К тому времени я уже научился не подвергать сомнению ни псевдонаучные теории Гольго, которыми он умел объяснить все на свете, ни унаследованную от Фентвега чрезмерную веру в Орм — это лишь приводило к спорам, в которых он без конца наставительно цитировал свой труд «Учение о минеральных красках». Мысль о том, что книжнецы выползают из книжек, и мне показалось симпатичным объяснением, поэтому я удовольствовался им. Могу вас заверить, милые друзья, что о жизни книжнецов я узнал еще много любопытного, но рассказ обо всех мелочах превратит мое повествование в неподъемный том. Впрочем, я предполагаю изложить эти сведения в следующей книге.
Если же я (а с недавних пор это случалось довольно часто), впадал в меланхолию или тосковал по дому, то просил книжнецов меня загипнотизировать. Заговорил об этом однажды Данцелот Два.
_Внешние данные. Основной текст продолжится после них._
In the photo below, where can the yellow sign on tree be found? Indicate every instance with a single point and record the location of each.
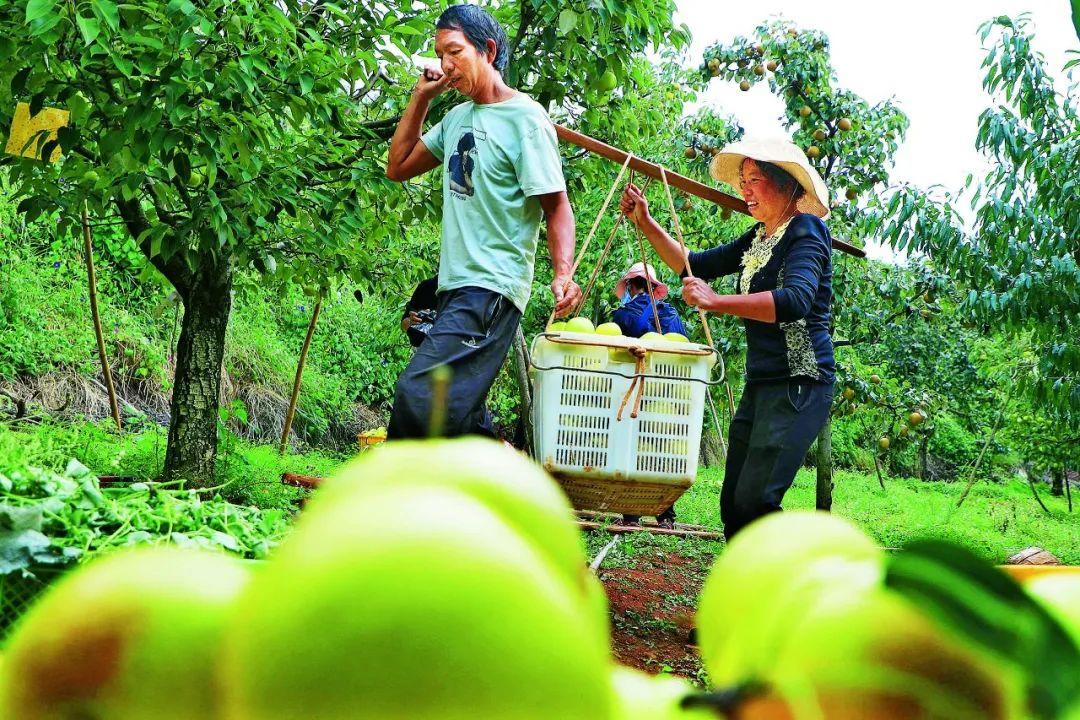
(29, 135)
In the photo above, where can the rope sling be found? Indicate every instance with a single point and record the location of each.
(638, 381)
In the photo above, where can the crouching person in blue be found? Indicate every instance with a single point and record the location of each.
(784, 297)
(635, 317)
(502, 177)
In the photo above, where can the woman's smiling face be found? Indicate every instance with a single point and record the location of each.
(765, 200)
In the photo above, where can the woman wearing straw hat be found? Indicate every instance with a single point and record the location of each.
(783, 294)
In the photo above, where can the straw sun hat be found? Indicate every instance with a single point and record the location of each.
(727, 164)
(637, 270)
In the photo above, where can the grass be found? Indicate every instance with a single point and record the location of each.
(998, 518)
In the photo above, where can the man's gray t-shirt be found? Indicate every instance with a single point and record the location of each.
(496, 159)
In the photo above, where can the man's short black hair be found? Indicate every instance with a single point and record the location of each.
(478, 26)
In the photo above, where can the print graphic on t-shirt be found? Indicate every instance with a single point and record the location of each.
(461, 164)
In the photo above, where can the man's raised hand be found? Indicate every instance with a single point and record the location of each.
(431, 83)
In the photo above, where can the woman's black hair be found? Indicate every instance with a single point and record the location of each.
(784, 180)
(478, 26)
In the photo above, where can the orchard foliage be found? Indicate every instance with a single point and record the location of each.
(1016, 266)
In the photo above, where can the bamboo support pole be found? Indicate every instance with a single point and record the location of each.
(299, 376)
(92, 282)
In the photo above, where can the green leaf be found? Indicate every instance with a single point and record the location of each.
(108, 12)
(89, 27)
(18, 81)
(980, 602)
(39, 9)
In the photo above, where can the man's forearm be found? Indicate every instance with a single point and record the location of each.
(408, 131)
(561, 239)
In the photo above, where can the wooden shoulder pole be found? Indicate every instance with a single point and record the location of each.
(680, 181)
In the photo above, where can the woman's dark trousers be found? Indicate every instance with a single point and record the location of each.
(770, 434)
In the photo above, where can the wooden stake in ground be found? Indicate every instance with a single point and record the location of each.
(299, 376)
(92, 282)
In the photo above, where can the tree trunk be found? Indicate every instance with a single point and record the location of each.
(823, 461)
(1057, 483)
(712, 452)
(193, 410)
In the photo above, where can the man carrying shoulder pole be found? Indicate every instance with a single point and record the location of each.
(501, 175)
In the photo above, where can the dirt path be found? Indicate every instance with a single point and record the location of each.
(652, 602)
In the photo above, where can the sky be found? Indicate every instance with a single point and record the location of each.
(926, 54)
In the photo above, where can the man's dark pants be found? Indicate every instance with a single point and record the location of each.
(471, 335)
(771, 431)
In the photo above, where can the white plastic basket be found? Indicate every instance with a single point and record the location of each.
(631, 464)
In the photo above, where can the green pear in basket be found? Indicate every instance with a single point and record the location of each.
(766, 561)
(609, 329)
(507, 481)
(819, 628)
(131, 636)
(579, 325)
(414, 601)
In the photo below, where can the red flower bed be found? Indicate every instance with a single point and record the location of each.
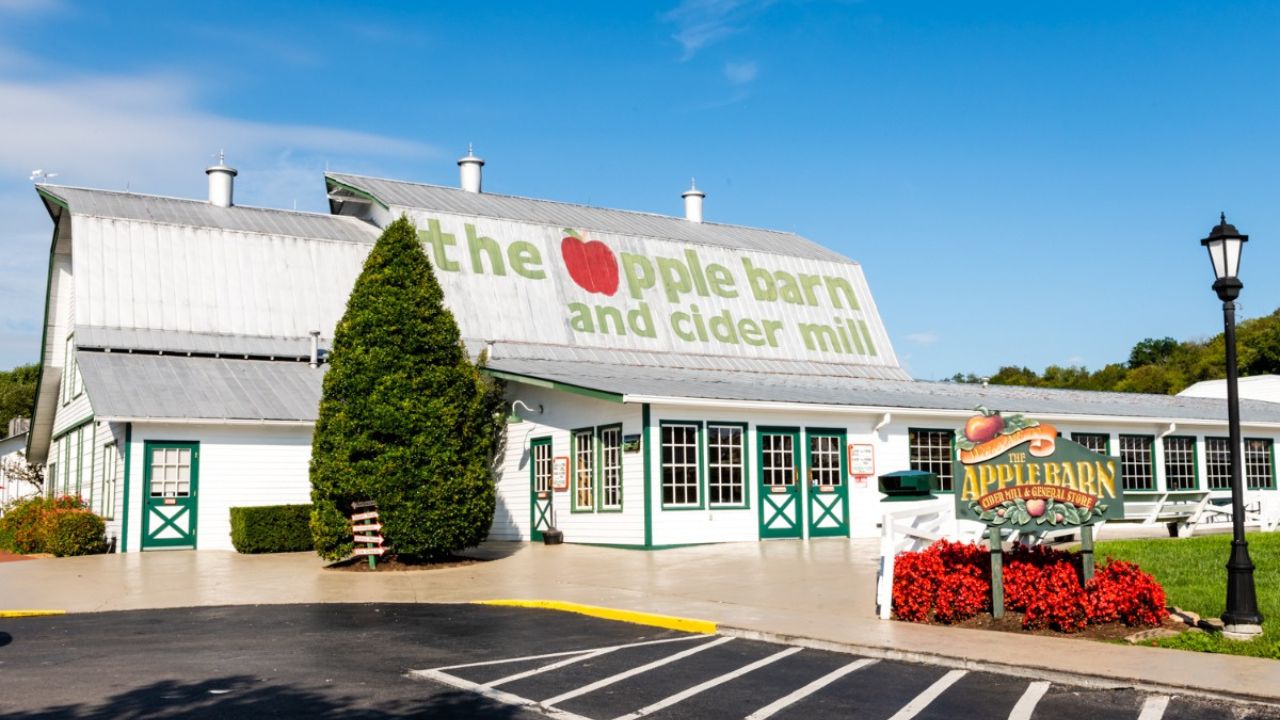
(950, 582)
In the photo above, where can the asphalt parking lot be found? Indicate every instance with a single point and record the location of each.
(369, 661)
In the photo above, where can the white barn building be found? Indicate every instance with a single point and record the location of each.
(679, 381)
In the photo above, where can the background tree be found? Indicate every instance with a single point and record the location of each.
(1160, 365)
(17, 393)
(406, 419)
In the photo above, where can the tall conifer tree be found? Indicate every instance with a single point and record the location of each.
(406, 419)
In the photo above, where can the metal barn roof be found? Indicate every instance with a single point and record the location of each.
(197, 213)
(398, 194)
(169, 387)
(675, 382)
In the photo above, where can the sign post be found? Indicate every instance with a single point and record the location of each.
(366, 529)
(1018, 473)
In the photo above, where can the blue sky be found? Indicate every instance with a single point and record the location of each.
(1023, 182)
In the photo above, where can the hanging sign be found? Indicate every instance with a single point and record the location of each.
(560, 473)
(1015, 472)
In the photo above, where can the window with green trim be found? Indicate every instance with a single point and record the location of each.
(1138, 461)
(584, 470)
(1258, 469)
(680, 479)
(1180, 463)
(931, 450)
(611, 468)
(1217, 463)
(726, 472)
(1093, 442)
(110, 468)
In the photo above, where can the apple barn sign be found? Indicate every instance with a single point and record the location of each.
(1015, 473)
(647, 294)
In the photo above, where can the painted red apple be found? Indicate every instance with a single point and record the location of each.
(590, 264)
(981, 428)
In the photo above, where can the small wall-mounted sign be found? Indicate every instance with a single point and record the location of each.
(560, 473)
(862, 459)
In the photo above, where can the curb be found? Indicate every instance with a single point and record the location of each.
(667, 621)
(30, 613)
(1060, 677)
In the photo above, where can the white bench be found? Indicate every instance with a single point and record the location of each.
(1261, 510)
(1180, 509)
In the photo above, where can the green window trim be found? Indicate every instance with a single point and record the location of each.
(745, 465)
(575, 488)
(1217, 463)
(600, 469)
(933, 465)
(1153, 469)
(1271, 464)
(1194, 461)
(1106, 440)
(699, 465)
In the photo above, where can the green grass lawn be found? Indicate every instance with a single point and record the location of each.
(1193, 573)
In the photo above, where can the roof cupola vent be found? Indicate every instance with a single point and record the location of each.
(469, 169)
(222, 182)
(694, 203)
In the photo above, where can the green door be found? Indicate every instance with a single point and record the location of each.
(778, 451)
(828, 484)
(540, 487)
(170, 481)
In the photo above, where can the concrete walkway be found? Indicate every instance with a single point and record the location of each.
(816, 592)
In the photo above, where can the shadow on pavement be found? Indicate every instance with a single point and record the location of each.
(241, 696)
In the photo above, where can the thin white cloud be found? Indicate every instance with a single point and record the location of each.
(705, 22)
(741, 73)
(145, 133)
(923, 338)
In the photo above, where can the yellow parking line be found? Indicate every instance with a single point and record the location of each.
(30, 613)
(682, 624)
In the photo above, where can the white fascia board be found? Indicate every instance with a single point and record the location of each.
(206, 422)
(924, 411)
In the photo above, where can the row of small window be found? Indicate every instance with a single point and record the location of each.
(72, 466)
(597, 472)
(932, 451)
(72, 383)
(681, 465)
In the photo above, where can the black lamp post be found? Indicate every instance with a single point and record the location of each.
(1242, 618)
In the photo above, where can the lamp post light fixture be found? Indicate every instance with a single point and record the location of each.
(1242, 619)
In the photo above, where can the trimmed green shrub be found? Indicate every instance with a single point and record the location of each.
(272, 528)
(74, 532)
(406, 419)
(23, 528)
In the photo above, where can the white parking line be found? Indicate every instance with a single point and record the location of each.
(497, 696)
(551, 666)
(703, 687)
(1031, 698)
(929, 695)
(545, 655)
(1153, 709)
(631, 673)
(773, 707)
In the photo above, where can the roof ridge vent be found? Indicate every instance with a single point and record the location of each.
(222, 182)
(694, 201)
(469, 169)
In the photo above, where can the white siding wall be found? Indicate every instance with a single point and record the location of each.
(240, 465)
(562, 414)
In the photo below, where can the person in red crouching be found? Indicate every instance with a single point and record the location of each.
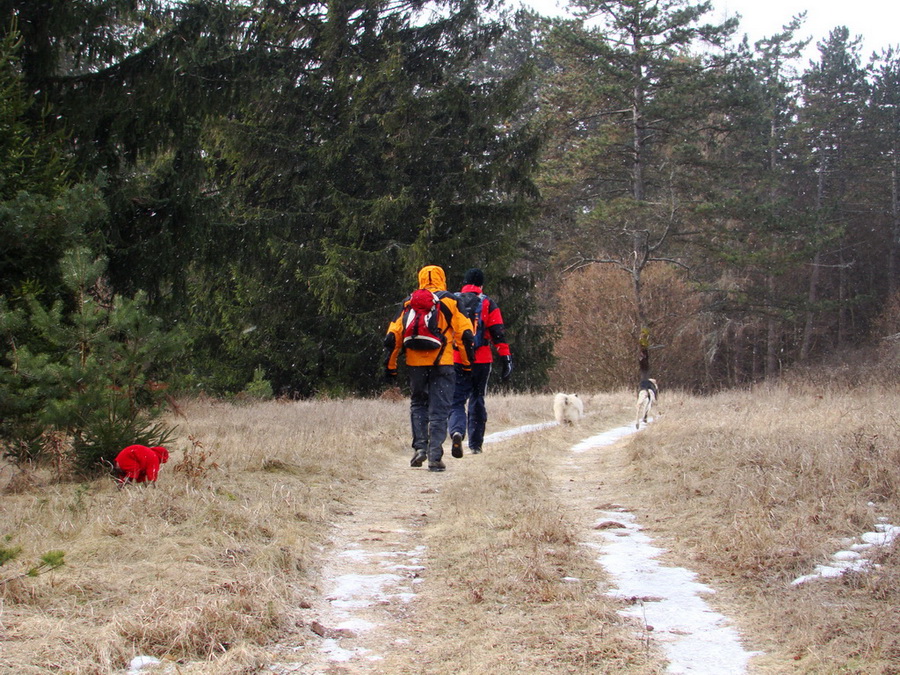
(140, 463)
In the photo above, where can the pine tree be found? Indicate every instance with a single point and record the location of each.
(82, 368)
(372, 153)
(632, 105)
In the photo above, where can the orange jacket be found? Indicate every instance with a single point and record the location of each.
(432, 278)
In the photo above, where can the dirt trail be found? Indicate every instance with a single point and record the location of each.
(377, 558)
(371, 568)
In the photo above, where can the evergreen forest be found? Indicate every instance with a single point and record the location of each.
(232, 197)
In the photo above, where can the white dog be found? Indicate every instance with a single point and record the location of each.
(567, 408)
(647, 395)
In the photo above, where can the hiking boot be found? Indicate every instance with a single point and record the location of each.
(456, 448)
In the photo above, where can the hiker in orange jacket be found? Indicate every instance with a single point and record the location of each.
(140, 463)
(427, 339)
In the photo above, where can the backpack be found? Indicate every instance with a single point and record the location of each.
(420, 322)
(473, 306)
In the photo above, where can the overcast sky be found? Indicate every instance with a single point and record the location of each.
(877, 21)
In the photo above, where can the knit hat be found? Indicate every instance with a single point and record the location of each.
(474, 277)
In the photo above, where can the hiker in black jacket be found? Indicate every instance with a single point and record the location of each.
(471, 389)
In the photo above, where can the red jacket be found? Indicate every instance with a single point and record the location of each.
(141, 463)
(493, 331)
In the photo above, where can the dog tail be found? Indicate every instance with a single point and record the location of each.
(643, 406)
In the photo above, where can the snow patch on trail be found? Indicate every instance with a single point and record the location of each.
(506, 434)
(355, 591)
(666, 600)
(606, 438)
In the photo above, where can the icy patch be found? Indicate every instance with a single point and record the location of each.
(666, 600)
(852, 560)
(606, 438)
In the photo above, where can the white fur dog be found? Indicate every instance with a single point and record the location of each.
(647, 395)
(567, 408)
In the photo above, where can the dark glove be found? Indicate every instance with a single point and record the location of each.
(506, 368)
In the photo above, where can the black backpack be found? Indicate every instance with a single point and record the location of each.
(474, 306)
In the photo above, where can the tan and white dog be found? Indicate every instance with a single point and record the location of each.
(647, 395)
(567, 408)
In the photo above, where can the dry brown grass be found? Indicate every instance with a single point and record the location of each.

— Скучаешь по миру наверху, верно?
Начать первым я бы не решился. Книжнецы так трогательно обо мне заботились, что просто невозможно было заговорить о моей тоске, чтобы не показаться неблагодарным. И я испытал лишь облегчение, когда Данцелот сам поднял эту тему.
— Конечно, скучаю. Я почти научился про него забывать, но в последнее время это дается почему-то все труднее.
— Ты же знаешь, что мы не можем отвести тебя наверх.
— Да, но Гольго как-то сказал, у вас есть связи среди других обитателей лабиринта.
— И то верно. Мы ведем дела с полукарлами и штольными троллями. Но они скользкий народ. Они годятся, чтобы за плату добывать с поверхности кое-какие предметы. Но кто знает, что случится, если мы доверим им тебя? Они могут выдать тебя охотникам или еще чего похуже.
— А карты? Я видел несколько в Кожаном гроте. На них показаны пути через лабиринт.
— Конечно, мы можем снабдить тебя картами. Но лабиринт постоянно меняется. Одна обрушившаяся штольня — и от карт уже нет никакого прока. А карт, которые бы показывали, где подстерегают опасности, вообще не существует. Уж поверь мне на слово, ни одного мало-мальски надежного пути наверх нет.
— То есть, если я хочу выжить, то должен навсегда остаться у вас?
Вздохнув, Данцелот печально уставился себе под ноги.
— Я знал, что рано или поздно этот момент настанет. Из чистого эгоизма хотелось бы утверждать, что именно так и никакой надежды нет, но…
— Но что?
— Есть как будто одна возможность.
— Есть? — Я навострил уши.
— На самом деле есть еще несколько тайн, которые мы даже тебе не открыли.
— Да?
— Я мог бы тебя познакомить кое с кем, кто разбирается в лабиринте еще лучше, чем мы.
— Смеешься?
— Хочешь познакомиться с Канифолием Дождесветом? — спросил Данцелот Два. — Величайшим героем Книгорода?